Digital Maktaba

AI-Driven Digital Library for Non-Latin Scripts

Digital Maktaba is a web platform for the acquisition, digitisation, cataloguing, and access of documentary heritage in non-Latin scripts, with a focus on Arabic, Persian, and Azerbaijani.

  • The system combines Optical Character Recognition (OCR), Natural Language Processing (NLP), and ad hoc technologies developed to support librarians in managing large-scale collections that traditional tools cannot process.
  • Developed within the PNRR-funded ITSERR project (Italian Strengthening of the ESFRI RI RESILIENCE), Digital Maktaba follows the “AI in the loop, human in charge” paradigm: the system proposes automatic cataloguing suggestions, while domain experts retain full control over validation and correction.
  • The platform is open source under the GNU General Public License v3.0 and is deployed as a containerised stack (Docker Compose) with Keycloak-based authentication via D4Science.

Feature

Digital Maktaba provides an AI-assisted cataloguing workflow that supports librarians at every step, from automated content extraction to final validation. With scalable OCR and multi-language support, it can process large and diverse collections while maintaining high accuracy. Automatic suggestions combined with human review ensure consistency and reliability in the catalogue. All of this is built on a modern, secure infrastructure designed for efficient management of complex digital libraries.

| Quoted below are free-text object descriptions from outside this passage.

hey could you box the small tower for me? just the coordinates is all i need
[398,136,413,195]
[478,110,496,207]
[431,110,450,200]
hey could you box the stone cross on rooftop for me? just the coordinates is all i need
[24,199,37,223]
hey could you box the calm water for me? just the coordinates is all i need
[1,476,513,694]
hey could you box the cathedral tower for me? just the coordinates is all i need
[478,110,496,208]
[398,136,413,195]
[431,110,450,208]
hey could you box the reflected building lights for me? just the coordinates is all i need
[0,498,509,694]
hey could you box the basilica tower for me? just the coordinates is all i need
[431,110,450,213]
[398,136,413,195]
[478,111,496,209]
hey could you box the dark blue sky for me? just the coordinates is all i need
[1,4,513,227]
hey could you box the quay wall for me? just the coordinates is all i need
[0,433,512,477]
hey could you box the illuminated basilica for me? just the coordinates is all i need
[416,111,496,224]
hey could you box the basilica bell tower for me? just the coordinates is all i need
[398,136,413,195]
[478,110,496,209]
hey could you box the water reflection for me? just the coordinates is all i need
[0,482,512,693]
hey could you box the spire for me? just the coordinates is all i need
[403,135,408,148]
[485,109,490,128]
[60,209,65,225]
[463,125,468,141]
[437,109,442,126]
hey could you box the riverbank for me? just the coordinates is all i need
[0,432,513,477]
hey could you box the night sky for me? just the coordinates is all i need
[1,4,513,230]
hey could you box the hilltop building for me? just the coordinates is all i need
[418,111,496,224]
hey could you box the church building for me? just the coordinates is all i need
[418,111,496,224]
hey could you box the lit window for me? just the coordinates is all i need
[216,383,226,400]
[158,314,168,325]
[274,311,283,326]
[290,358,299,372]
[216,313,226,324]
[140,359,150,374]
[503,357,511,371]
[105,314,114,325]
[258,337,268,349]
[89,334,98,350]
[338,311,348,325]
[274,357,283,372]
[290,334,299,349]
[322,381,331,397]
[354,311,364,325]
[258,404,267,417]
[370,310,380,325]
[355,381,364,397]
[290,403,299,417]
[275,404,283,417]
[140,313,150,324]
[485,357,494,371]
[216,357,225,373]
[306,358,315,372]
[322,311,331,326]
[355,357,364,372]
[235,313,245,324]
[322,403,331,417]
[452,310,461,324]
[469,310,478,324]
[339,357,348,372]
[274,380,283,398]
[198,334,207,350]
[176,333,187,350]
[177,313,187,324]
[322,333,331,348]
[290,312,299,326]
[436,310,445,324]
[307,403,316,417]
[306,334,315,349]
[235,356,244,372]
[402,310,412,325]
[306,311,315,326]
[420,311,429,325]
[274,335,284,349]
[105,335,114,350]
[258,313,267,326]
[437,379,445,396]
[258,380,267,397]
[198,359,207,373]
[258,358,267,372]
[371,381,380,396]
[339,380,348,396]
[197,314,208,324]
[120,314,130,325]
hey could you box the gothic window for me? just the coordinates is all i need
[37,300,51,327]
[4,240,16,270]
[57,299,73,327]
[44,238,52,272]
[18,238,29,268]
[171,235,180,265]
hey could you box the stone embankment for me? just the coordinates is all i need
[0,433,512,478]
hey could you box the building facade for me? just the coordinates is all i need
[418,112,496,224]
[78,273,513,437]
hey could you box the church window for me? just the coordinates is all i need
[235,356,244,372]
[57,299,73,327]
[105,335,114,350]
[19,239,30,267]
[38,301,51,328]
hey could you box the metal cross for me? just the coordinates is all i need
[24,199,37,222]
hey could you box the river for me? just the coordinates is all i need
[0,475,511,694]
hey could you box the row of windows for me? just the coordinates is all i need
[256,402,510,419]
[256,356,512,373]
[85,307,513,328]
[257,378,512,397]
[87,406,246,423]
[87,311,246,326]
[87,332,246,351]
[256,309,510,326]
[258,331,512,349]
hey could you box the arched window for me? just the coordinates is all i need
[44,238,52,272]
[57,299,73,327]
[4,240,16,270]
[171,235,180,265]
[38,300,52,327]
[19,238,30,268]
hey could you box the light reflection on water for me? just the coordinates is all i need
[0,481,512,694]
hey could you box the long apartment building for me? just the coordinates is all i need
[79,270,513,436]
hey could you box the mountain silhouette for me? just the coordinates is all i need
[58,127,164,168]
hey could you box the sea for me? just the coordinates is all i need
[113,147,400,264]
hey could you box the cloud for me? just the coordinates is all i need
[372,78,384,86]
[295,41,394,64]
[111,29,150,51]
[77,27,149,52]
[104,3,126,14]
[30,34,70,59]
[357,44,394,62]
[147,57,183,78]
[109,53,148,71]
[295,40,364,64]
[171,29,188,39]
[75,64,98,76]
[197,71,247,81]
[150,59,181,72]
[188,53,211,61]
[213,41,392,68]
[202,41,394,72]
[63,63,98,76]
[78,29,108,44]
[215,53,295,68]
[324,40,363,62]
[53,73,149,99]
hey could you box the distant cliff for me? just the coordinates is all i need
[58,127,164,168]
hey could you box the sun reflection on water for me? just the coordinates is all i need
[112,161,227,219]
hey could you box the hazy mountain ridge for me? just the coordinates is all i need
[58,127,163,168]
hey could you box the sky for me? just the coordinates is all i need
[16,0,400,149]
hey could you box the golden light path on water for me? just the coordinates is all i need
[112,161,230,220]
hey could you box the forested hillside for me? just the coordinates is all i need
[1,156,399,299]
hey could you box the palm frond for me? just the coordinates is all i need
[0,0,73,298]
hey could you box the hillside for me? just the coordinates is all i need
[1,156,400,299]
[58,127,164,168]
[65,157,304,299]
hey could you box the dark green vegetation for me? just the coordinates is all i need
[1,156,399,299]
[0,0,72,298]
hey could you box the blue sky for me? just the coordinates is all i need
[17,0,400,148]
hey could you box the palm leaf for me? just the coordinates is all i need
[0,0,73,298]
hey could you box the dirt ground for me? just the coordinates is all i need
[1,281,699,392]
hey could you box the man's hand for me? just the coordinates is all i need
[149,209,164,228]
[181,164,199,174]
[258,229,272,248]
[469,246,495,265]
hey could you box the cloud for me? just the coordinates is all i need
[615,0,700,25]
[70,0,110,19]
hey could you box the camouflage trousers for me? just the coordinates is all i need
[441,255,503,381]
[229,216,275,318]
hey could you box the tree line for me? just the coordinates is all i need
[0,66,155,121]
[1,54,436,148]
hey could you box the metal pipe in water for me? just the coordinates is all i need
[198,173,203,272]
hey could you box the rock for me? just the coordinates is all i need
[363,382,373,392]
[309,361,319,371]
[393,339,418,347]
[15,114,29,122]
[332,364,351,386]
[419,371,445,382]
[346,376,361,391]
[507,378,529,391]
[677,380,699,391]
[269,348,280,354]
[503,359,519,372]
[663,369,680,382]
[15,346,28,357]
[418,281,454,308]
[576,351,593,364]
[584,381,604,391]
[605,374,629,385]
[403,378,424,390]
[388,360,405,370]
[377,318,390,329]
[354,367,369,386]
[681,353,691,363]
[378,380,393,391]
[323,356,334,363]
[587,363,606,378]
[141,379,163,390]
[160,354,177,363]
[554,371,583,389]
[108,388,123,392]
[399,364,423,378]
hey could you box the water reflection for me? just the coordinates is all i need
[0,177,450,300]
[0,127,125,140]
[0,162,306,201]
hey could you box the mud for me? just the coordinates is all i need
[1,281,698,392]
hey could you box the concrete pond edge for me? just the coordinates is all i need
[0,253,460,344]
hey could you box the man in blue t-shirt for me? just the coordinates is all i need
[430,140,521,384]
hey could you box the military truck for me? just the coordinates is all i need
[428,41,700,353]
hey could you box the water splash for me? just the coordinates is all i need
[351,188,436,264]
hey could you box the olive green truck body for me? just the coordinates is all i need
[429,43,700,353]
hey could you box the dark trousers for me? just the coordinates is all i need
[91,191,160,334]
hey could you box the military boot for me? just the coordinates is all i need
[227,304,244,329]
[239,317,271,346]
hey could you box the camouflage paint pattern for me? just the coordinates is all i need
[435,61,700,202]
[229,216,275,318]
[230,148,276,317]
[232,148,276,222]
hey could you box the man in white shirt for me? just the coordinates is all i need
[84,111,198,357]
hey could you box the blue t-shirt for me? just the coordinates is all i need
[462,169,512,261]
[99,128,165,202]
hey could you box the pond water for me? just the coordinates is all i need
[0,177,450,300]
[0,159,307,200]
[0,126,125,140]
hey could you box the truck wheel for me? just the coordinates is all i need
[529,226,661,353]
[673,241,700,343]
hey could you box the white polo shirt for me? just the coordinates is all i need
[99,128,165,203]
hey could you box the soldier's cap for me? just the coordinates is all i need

Guided workflow for title, author, and category extraction. Bounding boxes are editable on-screen, with integrated Arabic keyboard and dictionary checks. The librarian validates every suggestion before it enters the catalogue.

Keyword-based matching against user-defined category sets proposes leaf-level catalogue categories from extracted text. Librarians review and confirm suggestions before they are committed.

Automated processing of PDF and image collections (PDF, PNG, JPG/JPEG) using EasyOCR with PyTorch, PyMuPDF, and pdf2image for I/O.

Supports Arabic, Persian, and Azerbaijani Turkish scripts. Automatic language detection (langid) and Arabic-specific NLP processing via Tashaphyne and arramooz-pysqlite for morphological analysis, stemming, and dictionary checks.

Two user roles: Librarian (ingest, catalogue, validate, edit) and Researcher (search, browse, consult). Authentication via Keycloak (OIDC) integrated with the D4Science infrastructure.

Full-text and metadata search across the entire library. Document detail view with page-level navigation. Filterable library page for browsing the collection.

Built on PostgreSQL for persistence, with NiceGUI as the web framework. Containerised deployment via Docker Compose. Uploads stored on mounted volumes with structured subfolders. Background processing via APScheduler for asynchronous OCR and ingestion tasks.